Elsewhere, teachers aren’t currently exempt from the right to a workplace refusal. That means they can refuse to return to a school, but only when a safe environment cannot be maintained. As part of this, a provincial inspector will have to audit the premises of a particular school before a workplace refusal is deemed reasonable. This, however, is a risky and highly controversial move as it directly impacts students’ ability to learn and potentially breaches supervision-based responsibilities.
What are teachers’ options if they test positive for COVID-19?
Like any profession, if there is a medical condition that affects an individual’s ability to work, teachers can find workarounds. Whether it’s a simple cold or whether a teacher has tested positive for COVID-19, teachers can obtain a doctors’ note stating that they cannot currently work in the school environment. After that, school boards would have to allow that teacher to teach in an alternative setting, for instance via a second screen. Currently, many teachers are assessing their own risk and taking responsible steps just like these.
What about parents? What rights do they have at this time?
Can parents choose not to send children back to school due to COVID-19?
The short answer is yes. In August, Premier Doug Ford said parents “don’t have to put their kids back in school”. Ultimately, parents have the choice whether to continue home schooling their children amid COVID-19 health and safety fears. Nevertheless, this simply isn’t practical for many Ontario families. With parents needing to earn a living by returning to their place of employment, this is the major dilemma facing thousands of Ontarians right now.
If parents continue home schooling their children, will employers punish them for not returning to work?
While Ontarian parents have the choice to either send their children back to school or continue home schooling, employers don’t have to accommodate choices. Ultimately, working parents who choose not to send their children back to school may be considered by their employer to have resigned if they do not come into work.
In short, employers must only accommodate requirements, not choices. In other words, parents wishing to keep their children home while keeping their job may have to find alternate childcare of babysitting arrangements.

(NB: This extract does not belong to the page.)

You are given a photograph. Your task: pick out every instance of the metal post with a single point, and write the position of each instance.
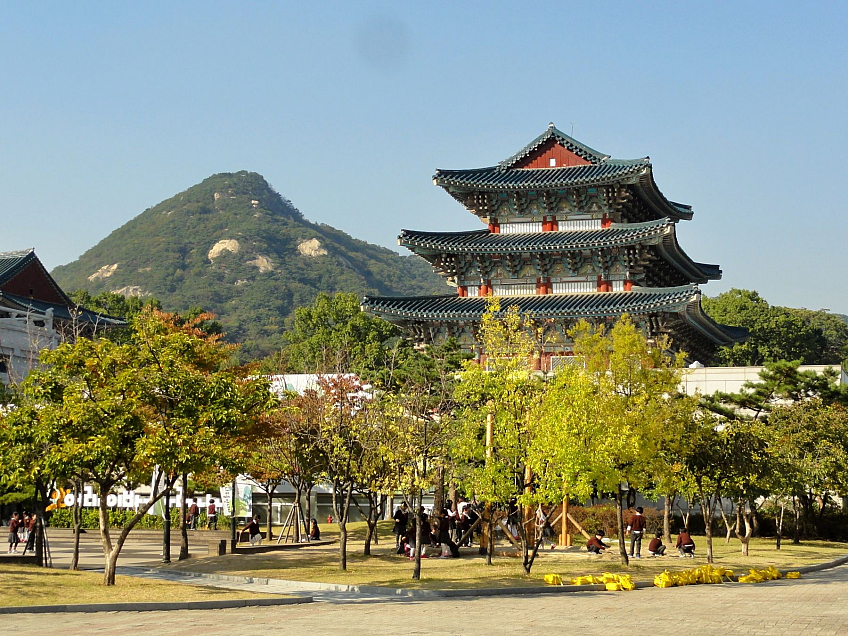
(233, 539)
(566, 535)
(166, 528)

Currently, employees can flat out to refuse to work but only if a workplace poses a clear and obvious danger to the health and safety of its staff. All around Ontario, businesses have been preparing for Stage 3 of the province’s reopening plan by installing things like protective screens and hand sanitizer stations to make their workplace COVID-19 safe.

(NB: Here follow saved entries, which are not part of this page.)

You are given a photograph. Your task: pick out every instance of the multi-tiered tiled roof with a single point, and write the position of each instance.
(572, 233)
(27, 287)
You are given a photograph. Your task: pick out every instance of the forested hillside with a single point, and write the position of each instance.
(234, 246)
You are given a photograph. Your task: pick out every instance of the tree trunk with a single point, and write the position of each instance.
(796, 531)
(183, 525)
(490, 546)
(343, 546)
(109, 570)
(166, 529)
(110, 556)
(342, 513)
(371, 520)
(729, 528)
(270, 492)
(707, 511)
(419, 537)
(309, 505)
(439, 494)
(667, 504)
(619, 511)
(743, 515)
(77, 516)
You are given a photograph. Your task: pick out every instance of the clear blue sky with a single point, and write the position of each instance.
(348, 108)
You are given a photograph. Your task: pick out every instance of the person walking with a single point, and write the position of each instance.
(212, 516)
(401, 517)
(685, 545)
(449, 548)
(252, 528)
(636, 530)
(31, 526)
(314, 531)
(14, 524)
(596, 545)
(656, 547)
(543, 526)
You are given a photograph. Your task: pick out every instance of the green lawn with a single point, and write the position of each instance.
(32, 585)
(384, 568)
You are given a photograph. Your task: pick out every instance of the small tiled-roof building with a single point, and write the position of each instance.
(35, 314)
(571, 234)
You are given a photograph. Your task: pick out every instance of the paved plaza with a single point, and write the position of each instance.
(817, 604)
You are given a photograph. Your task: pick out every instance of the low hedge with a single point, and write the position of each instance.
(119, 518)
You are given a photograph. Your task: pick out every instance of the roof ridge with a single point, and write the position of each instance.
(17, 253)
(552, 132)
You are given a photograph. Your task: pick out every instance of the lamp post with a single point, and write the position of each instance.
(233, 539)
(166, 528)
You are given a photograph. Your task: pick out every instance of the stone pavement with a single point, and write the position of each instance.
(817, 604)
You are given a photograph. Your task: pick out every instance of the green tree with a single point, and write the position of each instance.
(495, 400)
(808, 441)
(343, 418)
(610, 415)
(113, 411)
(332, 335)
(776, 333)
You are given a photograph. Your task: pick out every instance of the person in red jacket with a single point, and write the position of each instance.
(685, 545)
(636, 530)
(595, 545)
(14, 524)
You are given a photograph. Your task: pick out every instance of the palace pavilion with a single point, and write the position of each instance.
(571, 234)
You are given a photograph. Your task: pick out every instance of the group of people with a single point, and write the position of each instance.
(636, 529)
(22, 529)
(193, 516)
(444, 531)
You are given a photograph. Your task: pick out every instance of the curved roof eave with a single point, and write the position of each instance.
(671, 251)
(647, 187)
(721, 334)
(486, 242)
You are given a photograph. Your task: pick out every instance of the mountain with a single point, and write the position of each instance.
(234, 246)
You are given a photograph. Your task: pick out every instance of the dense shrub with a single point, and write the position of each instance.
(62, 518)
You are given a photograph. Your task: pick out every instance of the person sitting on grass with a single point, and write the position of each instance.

As previously discussed for teachers, where workplaces cannot maintain a safe environment for your employment, refusals may be deemed reasonable but this will depend on the intricacies of each case. Right now, professions exempt from the right of refusal include police officers, firefighters, correctional officers and hospital workers.

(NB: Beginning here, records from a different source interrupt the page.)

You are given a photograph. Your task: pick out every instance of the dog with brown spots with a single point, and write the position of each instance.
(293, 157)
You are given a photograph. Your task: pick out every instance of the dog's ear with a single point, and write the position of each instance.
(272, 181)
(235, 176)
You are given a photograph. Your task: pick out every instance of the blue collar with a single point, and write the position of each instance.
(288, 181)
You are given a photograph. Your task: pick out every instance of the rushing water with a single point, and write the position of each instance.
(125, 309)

What risk factors should parents consider before home schooling or sending their kids back to school?
Now Ontario’s back-to-school reopening is almost here, it’s important to assess all risk factors before making final decisions over home schooling versus returning to school. In some cases, parents won’t be able to risk losing their employment over the decision. For others, they may be afforded some much-needed flexibility in uncertain times. Whatever the circumstances, parents should ask themselves:
- Does my child have any health conditions?
- Does my child’s close contacts have health conditions?
- Do I have the ability to find childcare?
- Do I have the ability to home school?
- Does my child have development needs that require in-class learning with professionals?